UPDATE #1: The email exists! It's If your agreement is in limbo, email them today and ask whats up.

Also, apparently we technically don't accept scanned documents yet. I hear conflicting things so at the moment I guess just... no.

UPDATE #2: There is a list of approved contributors at Quick, everyone click it and watch crawl! It's a half solution since it doesn't actually list the trac username for quick search but at least it's something.


  1. Fedora and LibreOffice (after departing from OOo) got rid of the contributor agreement and now everyone is happy and more productive (i.e. less paperwork and more programming time).

    Why does the Plone Foundation still think that keeping the contributor agreement is something good?
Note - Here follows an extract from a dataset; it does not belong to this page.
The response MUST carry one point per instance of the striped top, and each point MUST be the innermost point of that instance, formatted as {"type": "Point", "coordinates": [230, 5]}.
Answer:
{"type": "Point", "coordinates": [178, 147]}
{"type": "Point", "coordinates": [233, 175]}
  2. The problem is not the paperwork, the problem is the processing. The committer committee of the Zope Foundation (which is basically me) processes new applications usually within a day (in most cases within an hour or so during day time). Having no paper work or application does not make any sense to me. You want to ensure the identity of a person and you want a reference from exisiting comitters about the new applicant for legal reasons. This applies to the core Plone repository (getting access to the collective is a completely different story). There must be some formal application process for a core repository but applications must be handled in time. In case of the ZF the application has to be send by email to the committee's list which will then ask the reference committer about a statement and then process the application immediately - as said: usually happening within hours. I only remember one case where an application got lost and where it took some weeks (which seems to be the standard in the Plone Foundation).

  3. One of the main issues here is that for the past 6-7 years all of this has been handled behind the scenes very efficiently by Toby Robert whilst at Enfold. Toby has stepped down in his role as both PF Treasurer and admin for the contributor agreements at the start of this year. These roles have now been split and the finance handled by Jen Mayers at SixFeetUp and the agreements being handled by Sjoerd van Elfern at FourDigits.

    This change has uncovered a number of issue that we have been living with. We have been in contact with our legal council about getting things updated, but alas these things take time. We will re-double our efforts to get things sorted as soon as we can. But even things like changing wording need legal advice. I think reference to 'The Program' is not helpful too, but alas this is the way it was legally drafted and IANAL.

    Gil, I'm very interested that Fedora and LibreOffice got rid of their contrib agreements. Do they have the same software conservancy model of the Plone Foundation? With no agreement how do they handle getting people to assign the rights to their code over to the Foundation?

    Plone Foundation President

  4. I feel like people are getting caught up in first bullet point on wording. It is bad, but I understand that these things take time. In the meanwhile, there are several other parts of this process that could be addressed. Yesterday alone I asked 2 people in Trac tickets comments if they had signed the agreement to know if I could accept their patch or not. It's a waste of my time and theirs. Solving that issue shouldn't depend on lawyers.

  5. Having just been through the process of attempting to make sense of the contributor agreement (there's quite a bit of outdated and missing information in that original PDF), I can wholeheartedly agree with the above.

    I stumbled upon the fact that my agreement could be scanned and emailed in by chance in IRC, and with regards to turn around time, I'm unfortunately waiting. In this time, because of no commit access on my behalf, at least 1 notable bug (someone's typo) has been inadvertently introduced into Plone 4.2rc1.

    Imho, it'd be better if the process was more transparent and indeed simpler. At present, I'm completely unsure what's happening or similarly who to contact regarding my agreement's progress .

    For now, should I be creating a ticket in Plone's tracker for commit access? I honestly don't know.